Neuregelung für das Punktsystem beschlossen

  • Drei Maßnahmenstufen: Beim Punktestand von 1 bis 3 erfolgt die Vormerkung ohne weitere Maßnahme. Wer 4 bis 5 Punkte erreicht (1. Stufe/gelb), wird dann eine Ermahnung und eine Information über das Fahreignungs-Bewertungssystem erhalten. Beim Punktestand von 6 oder 7 (2. Stufe/rot) wird eine Verwarnung und eine Anordnung zur Teilnahme an einem Fahreignungsseminar erfolgen. Das Erreichen von 8 Punkten oder mehr (3. Stufe/schwarz) wird zur Entziehung der Fahrerlaubnis führen.
  • Von sieben auf drei Kategorien: Der Entwurf sieht vor, zwischen verkehrssicherheitsbeeinträchtigenden, besonders verkehrssicherheitsbeeinträchtigenden Ordnungswidrigkeiten und Straftaten ohne oder mit Entziehung der Fahrerlaubnis zu unterscheiden. Die jeweiligen Verstöße werden mit einem Punkt, zwei oder drei Punkten bewertet. Das verringert die Komplexität von Berechnungen. Ein auf nur drei Kategorien basierendes System trägt zudem der Erkenntnis Rechnung, dass das Verkehrssicherheitsrisiko eines Betroffenen nicht von der Anzahl der Punkte im heutigen System, sondern von der Anzahl der Eintragungen abhängt. Das erklärt, warum eine gröbere Einstufung der Verstöße ausreicht.

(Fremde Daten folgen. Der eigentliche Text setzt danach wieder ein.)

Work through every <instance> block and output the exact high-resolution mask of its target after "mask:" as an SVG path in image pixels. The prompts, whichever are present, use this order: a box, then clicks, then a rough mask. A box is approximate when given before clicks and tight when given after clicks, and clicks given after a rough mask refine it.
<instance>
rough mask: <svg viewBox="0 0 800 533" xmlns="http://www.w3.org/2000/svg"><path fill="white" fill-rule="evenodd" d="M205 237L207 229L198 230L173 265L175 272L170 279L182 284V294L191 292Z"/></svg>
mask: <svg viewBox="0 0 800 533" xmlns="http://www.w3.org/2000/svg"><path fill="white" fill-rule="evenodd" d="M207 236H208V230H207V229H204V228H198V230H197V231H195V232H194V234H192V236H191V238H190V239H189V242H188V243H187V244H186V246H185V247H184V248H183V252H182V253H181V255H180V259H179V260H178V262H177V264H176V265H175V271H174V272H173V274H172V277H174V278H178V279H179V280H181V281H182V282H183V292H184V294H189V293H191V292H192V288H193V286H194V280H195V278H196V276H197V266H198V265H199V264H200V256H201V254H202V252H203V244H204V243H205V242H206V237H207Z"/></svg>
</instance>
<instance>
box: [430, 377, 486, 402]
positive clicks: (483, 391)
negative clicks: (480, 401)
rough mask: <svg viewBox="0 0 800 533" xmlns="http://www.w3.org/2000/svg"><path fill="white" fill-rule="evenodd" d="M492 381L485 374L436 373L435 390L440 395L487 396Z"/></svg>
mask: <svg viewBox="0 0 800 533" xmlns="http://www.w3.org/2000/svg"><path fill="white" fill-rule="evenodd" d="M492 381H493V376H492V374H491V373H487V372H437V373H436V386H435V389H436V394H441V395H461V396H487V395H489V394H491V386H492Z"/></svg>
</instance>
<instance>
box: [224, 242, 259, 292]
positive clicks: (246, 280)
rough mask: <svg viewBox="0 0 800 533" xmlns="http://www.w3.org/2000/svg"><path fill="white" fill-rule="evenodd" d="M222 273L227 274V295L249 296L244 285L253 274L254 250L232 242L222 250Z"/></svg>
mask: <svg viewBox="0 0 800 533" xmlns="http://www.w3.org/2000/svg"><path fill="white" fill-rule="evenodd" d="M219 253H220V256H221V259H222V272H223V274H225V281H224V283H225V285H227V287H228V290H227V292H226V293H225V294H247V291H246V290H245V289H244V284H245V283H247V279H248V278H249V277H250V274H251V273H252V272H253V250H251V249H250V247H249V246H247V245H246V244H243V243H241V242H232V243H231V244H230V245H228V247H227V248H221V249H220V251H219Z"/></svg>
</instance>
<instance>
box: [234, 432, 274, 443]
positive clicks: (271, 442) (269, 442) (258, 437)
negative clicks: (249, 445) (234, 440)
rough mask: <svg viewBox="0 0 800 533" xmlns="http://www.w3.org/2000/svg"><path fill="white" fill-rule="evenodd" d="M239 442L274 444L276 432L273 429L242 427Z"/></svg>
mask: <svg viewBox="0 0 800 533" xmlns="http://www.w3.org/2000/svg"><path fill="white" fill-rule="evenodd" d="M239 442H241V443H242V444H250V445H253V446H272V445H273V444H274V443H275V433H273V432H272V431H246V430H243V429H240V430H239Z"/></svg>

  • Ordnungswidrigkeiten mit bisher 1 bis 4 Punkten ohne Regelfahrverbot sollen künftig als verkehrssicherheitsbeeinträchtigende Verstöße mit einem Punkt bewertet werden. Ordnungswidrigkeiten mit bisher 3 oder 4 Punkten und einem Regelfahrverbot sowie Straftaten ohne Entziehung der Fahrerlaubnis mit bisher 5 bis 7 Punkten sollen künftig als besonders verkehrssicherheitsbeeinträchtigenden Verstöße eingestuft werden und mit zwei Punkten bewertet werden. Schwere Straftaten mit Entziehung der Fahrerlaubnis mit bisher 5 bis 7 Punkten sind eine eigene Kategorie, die künftig mit drei Punkten bewertet wird.